Caribbean Running Out Of Prep Time For Sweltering Planet


A report from Jamaica’s Gleaner.

The clock is ticking on Caribbean preparedness for climate change, with a recent study giving the region more than 10 years within which to ready itself for a world warmed to 1.5 degrees Celsius.

“A 2030 attainment date for 1.5 degrees Celsius, as suggested by this and other similar studies, gives the Caribbean region less than 15 years to prepare for the consequences of a 1.5 degrees Celsius world and for the subsequent years when global temperatures move beyond this threshold,” writes the researchers, including Dr Tannecia Stephenson, a physicist and co-lead for the Climate Studies Group Mona, in the 2018 paper on the subject.

Stephenson is also head of the Department of Physics at the University of the West Indies, Mona.

Titled “Future Caribbean Climates in a World of Rising Temperatures: the 1.5 vs 2.0 Dilemma”, the paper’s other authors include Professor Michael Taylor, Dr Leonard Clarke, Jhordanne Jones, and Jayaka Campbell, also of the UWI, Jamaica; Abel Centella, Arnold Bezanilla and Alejandro Vichot of the Institute of Meteorology in Cuba; and John Charlery of the UWI, Barbados.

It presents the results of simulation models for the Caribbean as a whole and for five countries in particular, notably Cuba and Jamaica in the far north; Trinidad in the southeast; Belize in the west; and Barbados in the east.

“These territories represent both mainland (Belize) and island states of various sizes,” notes the study, which uses approximate future dates when the average temperature attains increments of 1.5 degrees Celsius, 2.0 degrees Celsius and 2.5 degrees Celsius above preindustrial times to arrive at the results.

What they found would seem to justify the mantra that was adopted by Caribbean small-island developing states, as they sought to influence the now historic 2015 Paris Agreement: ‘1.5 to Stay Alive’.


The findings include that a global warming target of 1.5 degrees Celsius will result in significant climatic change in the Caribbean, though it fares better than in a world warmed beyond that threshold.

“Agreeing to 1.5 degrees Celsius as a global limit still represents a concession to some degree of changes in the climatic regime of the Caribbean and the associated impacts those climatic shifts will bring,” the researchers said.

“In a 1.5 degrees Celsius future in comparison to the present, the Caribbean will be warmer with longer warm spells and longer hot and dry spells and will experience moderate to extreme drought approximately 16 per cent of the time,” they added.

At the same time, the changes in extremes seen at 1.5 degrees Celsius “also suggest unfamiliar conditions compared to the present with which the Caribbean will have to contend”. They include up to 120 more warm spell days.


Further, the researchers – whose work was facilitated by a grant from the Caribbean Development Bank and funding from the Pilot Programme for Climate Resilience funded by the Inter-American Development Bank – found significant differences for the Caribbean between a global warming target of 1.5 degrees Celsius and 2.0 degrees Celsius.
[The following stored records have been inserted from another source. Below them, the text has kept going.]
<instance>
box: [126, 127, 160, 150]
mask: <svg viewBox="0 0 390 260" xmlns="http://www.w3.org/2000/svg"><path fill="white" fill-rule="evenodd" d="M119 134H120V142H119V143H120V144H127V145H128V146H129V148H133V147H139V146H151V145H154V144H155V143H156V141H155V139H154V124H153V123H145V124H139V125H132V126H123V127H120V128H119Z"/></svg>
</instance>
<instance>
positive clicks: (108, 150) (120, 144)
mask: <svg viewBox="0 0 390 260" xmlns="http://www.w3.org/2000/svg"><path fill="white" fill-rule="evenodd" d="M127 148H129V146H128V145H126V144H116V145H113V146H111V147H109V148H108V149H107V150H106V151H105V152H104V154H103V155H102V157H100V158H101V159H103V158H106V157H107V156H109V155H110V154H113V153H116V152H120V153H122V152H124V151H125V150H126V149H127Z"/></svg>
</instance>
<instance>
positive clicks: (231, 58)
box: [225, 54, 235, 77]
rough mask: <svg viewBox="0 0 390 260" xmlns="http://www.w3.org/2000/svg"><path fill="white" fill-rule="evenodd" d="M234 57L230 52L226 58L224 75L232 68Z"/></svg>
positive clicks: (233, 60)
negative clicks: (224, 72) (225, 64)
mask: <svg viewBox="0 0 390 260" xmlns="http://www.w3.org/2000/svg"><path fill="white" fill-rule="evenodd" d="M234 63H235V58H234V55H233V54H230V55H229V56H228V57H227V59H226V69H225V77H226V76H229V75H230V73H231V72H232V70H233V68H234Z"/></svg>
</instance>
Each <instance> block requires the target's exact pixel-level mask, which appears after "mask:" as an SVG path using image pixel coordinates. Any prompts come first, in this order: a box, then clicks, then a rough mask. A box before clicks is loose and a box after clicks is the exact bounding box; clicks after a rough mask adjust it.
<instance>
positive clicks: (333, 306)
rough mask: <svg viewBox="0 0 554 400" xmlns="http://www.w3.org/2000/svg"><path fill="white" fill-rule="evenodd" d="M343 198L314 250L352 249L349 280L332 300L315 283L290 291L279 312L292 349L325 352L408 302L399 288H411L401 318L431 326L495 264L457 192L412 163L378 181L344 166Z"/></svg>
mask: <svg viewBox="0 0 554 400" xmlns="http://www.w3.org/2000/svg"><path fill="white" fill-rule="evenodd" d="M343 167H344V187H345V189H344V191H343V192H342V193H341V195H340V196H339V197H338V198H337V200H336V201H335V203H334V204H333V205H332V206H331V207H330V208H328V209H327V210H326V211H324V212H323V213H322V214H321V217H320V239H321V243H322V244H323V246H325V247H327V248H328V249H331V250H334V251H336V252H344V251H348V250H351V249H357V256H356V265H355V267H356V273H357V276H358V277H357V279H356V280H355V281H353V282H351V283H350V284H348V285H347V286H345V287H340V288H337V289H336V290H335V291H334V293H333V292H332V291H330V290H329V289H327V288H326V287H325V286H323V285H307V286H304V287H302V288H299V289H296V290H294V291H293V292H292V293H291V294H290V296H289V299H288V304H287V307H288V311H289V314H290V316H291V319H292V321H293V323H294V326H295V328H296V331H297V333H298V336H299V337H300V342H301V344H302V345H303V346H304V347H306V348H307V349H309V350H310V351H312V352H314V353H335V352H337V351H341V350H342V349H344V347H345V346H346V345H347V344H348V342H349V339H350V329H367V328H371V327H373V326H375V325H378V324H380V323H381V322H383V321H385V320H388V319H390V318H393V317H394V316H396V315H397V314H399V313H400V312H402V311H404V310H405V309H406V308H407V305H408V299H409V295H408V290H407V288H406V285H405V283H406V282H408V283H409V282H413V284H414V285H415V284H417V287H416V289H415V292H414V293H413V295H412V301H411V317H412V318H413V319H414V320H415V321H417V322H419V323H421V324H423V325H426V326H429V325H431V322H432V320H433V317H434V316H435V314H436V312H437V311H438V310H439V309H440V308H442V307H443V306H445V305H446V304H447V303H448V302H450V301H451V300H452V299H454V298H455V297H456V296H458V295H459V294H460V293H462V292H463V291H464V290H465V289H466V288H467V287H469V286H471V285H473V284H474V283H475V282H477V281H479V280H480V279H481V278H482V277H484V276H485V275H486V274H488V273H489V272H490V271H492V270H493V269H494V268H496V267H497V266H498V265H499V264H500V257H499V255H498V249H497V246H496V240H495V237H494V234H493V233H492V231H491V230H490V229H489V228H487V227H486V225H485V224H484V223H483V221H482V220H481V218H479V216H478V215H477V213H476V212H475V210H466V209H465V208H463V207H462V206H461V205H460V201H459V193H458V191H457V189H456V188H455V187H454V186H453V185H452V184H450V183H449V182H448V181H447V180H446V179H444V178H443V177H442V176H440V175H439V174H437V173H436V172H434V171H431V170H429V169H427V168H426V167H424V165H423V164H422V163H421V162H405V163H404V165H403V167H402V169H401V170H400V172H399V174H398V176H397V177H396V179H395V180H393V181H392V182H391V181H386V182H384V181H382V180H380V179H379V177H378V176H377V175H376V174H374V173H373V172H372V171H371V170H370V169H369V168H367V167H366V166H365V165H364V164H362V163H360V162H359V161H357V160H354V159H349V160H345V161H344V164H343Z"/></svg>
Those differences include a further 0.2 degrees Celsius to 1.0 degree Celsius warming and year-round warm spells, longer hot and dry spells and extreme occurrences of extreme drought conditions.

Ultimately, the researchers conclude: “The call to limit global warming at the end of the century to 1.5 degrees Celsius above preindustrial temperatures is, then, also a call for more time to adapt to the accompanying significant shifts in regional climate that are still likely at 1.5 degrees Celsius … and may finally, then, also be a call to a less risky regional climate state than that which further warming may yield.”